Posted on September 9, 2013 at 2:15 PM

Bradley Handwerger / WWLTV.com Sports Reporter
Email: bhandwerger@wwltv.com | Twitter: @wwltvsports

METAIRIE, La. — For the most part, the axiom that any NFL team can win on any given Sunday rings true.

But it’s much harder when there’s waning confidence, which is why the performance of New Orleans’ defense in Sunday’s 23-17 win was so meaningful.

A season after setting an NFL record for mediocrity, holding one of the league’s most prolific offenses to 17 points and coming up with four straight stops inside the 10-yard line at game’s end is a much-needed confidence boost.

“It brings a lot,” reserve inside linebacker Ramon Humber said. “There’s just always stuff to correct and mistakes we had. But we created turnovers, got sacks, got a lot of three-and-outs. I think they were 3-for-11 (on third down). That’s critical.”

Sunday’s opener was much different than a season earlier, when a rookie-led Washington Redskins piled up 459 total yards en route to scoring 40 points. Robert Griffin III, in his first-ever NFL start, went 19 of 26 for 320 yards and two touchdowns. He finished with a 139.9 QB rating.

That was the beginning of a 10-game stretch in which New Orleans’ opponents rang up at least 400 total yards, including three games of more than 500 yards allowed.

As yards allowed remained high, confidence began to plummet. The final result was 7,042 yards given up and an end to the one-year Steve Spagnuolo trial.

Lest that history go to waste, cornerback Jabari Greer said for the defense to begin its recovery and get to where it needs to be, it can’t forget what happened in 2012.

“Because it happened and a lot of us had our hand in that pot,” Greer said. “It’s something as a professional you have to acknowledge. You realize that there are some things you’ve done in the past that contribute to who you are in the present.

“Living through that and seeing the resiliency of the guys helps us understand what can happened when A) you’re not focused and B) you are not putting your best product on the field. We’re in a position right now where with the new scheme and new coach and new opportunities, we aren’t going to let that happen again.”

To that end, Sunday was a good start.

The Saints were able to sustain a game plan that worked, rarely using blitzes to pressure quarterback Matt Ryan. Those on New Orleans’ defensive line were able to keep Ryan harried throughout the afternoon without much help from the linebackers. The Saints sacked Ryan three times and hit him three other instances and consistently collapsed the pocket in the quarterback’s face.

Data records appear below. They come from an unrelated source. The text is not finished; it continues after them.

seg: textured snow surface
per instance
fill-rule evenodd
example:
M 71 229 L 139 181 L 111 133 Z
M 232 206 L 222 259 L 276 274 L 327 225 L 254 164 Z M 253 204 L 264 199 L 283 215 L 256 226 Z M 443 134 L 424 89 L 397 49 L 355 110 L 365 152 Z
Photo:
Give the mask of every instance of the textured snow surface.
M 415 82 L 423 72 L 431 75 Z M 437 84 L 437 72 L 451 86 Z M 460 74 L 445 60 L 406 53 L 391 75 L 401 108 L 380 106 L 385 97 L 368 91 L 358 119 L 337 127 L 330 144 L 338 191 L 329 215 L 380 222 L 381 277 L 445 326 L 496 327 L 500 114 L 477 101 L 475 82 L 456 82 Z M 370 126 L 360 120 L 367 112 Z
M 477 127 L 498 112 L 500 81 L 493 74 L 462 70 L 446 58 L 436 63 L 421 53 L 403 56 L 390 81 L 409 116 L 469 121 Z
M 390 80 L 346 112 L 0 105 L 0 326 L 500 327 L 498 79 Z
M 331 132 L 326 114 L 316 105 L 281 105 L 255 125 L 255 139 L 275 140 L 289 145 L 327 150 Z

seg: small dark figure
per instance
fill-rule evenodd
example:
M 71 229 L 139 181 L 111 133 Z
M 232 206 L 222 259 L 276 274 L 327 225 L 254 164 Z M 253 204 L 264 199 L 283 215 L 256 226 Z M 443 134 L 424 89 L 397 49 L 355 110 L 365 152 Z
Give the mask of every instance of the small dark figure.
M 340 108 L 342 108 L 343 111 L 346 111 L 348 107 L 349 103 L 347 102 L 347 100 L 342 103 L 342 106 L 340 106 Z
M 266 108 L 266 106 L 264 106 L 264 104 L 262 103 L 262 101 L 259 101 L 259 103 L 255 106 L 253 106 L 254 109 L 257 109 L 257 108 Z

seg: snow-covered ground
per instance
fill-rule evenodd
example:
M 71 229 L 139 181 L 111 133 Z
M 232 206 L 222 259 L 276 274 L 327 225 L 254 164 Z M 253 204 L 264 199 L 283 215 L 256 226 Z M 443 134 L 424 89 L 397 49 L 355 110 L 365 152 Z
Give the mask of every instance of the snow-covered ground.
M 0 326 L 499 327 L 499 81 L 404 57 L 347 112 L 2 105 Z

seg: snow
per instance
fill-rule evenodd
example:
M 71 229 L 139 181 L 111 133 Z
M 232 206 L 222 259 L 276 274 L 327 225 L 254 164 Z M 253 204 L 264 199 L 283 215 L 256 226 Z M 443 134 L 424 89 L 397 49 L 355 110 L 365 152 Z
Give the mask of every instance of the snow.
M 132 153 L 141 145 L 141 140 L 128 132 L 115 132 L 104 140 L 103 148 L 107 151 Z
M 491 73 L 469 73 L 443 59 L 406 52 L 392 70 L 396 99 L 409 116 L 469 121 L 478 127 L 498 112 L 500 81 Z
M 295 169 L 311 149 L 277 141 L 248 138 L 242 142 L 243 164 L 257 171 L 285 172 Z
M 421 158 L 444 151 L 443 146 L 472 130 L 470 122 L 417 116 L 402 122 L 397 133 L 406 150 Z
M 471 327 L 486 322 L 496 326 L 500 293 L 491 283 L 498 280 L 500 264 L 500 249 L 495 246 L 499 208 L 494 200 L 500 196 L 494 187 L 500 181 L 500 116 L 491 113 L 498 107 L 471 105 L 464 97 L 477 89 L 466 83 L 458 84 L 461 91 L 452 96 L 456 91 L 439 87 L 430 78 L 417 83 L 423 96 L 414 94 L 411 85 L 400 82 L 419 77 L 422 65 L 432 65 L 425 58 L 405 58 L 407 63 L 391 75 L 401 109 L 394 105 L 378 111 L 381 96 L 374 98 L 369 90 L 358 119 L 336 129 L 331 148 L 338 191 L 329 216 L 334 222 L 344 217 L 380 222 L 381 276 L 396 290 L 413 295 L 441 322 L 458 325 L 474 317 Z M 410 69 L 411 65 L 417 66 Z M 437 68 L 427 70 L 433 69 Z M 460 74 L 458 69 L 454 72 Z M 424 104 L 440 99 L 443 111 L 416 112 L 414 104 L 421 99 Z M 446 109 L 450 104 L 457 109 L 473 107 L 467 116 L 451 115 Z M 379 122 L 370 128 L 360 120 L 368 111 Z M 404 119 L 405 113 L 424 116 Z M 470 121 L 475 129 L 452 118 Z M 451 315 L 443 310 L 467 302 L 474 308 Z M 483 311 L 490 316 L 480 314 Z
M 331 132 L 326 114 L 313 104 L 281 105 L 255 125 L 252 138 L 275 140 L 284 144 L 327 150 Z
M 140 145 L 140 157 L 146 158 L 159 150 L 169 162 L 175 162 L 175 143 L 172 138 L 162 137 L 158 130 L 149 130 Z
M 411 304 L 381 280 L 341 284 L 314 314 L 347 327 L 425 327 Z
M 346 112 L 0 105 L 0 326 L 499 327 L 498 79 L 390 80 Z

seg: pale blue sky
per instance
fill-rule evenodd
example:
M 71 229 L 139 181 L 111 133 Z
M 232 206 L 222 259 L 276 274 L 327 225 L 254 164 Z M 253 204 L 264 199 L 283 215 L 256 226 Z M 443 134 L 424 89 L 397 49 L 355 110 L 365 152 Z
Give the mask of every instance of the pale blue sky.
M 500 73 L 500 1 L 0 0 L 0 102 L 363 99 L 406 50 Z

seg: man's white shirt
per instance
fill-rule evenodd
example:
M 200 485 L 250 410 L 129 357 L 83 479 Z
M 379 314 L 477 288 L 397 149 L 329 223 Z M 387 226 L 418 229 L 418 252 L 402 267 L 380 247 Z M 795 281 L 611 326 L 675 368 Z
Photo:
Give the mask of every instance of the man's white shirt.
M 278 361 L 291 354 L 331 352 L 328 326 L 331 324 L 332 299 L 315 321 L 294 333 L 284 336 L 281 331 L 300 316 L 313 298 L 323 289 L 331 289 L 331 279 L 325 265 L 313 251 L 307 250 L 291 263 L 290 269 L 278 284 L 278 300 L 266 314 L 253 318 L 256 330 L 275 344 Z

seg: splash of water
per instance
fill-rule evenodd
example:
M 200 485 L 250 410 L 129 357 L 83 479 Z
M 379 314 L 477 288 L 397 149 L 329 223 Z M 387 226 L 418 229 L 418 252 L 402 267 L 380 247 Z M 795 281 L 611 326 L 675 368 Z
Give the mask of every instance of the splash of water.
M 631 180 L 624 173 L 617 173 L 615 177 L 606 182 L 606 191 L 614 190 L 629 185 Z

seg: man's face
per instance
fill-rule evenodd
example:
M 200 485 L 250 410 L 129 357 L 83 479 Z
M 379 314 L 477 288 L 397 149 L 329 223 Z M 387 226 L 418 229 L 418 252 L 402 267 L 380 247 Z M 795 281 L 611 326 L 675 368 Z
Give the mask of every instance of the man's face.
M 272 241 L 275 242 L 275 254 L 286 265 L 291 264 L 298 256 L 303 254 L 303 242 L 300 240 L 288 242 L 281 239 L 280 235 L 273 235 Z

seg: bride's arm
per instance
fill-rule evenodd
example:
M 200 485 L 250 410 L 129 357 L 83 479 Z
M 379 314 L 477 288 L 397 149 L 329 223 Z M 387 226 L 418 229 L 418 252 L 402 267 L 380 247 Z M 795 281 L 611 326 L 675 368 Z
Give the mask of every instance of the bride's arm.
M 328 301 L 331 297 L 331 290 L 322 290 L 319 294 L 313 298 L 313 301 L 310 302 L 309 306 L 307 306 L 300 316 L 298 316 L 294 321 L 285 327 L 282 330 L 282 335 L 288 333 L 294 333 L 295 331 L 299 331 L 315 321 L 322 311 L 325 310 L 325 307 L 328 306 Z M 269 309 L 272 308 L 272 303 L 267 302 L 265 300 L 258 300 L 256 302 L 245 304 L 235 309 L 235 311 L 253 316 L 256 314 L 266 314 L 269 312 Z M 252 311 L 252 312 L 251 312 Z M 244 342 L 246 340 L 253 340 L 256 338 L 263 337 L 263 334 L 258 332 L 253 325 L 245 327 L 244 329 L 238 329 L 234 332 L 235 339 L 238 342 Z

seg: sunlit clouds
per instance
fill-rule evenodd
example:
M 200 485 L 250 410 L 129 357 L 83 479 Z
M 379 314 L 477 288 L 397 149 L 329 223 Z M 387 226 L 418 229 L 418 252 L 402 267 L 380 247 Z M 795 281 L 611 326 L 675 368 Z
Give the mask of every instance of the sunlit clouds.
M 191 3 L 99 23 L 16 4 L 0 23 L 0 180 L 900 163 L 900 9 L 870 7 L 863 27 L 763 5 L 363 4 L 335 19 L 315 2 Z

And New Orleans only allowed 88 yards on the ground, nearly 60 yards less than they allowed on average a season ago. Take away a 50-yard run by Steven Jackson early in the third quarter and Atlanta had only 38 yards on 13 carries.

That’s because New Orleans’ defense “populated” to the football. Several players, in other words, ran to make the tackle instead of just one player.

“That was one of the big things we’ve improved on since last year,” safety Malcolm Jenkins said. “That was one of the things we had to clean up. We got back to guys swarming the football.”

Only one game in and defensive players have a little bit more pep in their step. That bodes well for this coming Sunday, when the Saints travel to Tampa Bay.

They just hope to keep the ball rolling.

“I think that confidence is starting to build,” Jenkins said. “We don’t worry about the stats. We just want to come in and hit people and take the ball away.”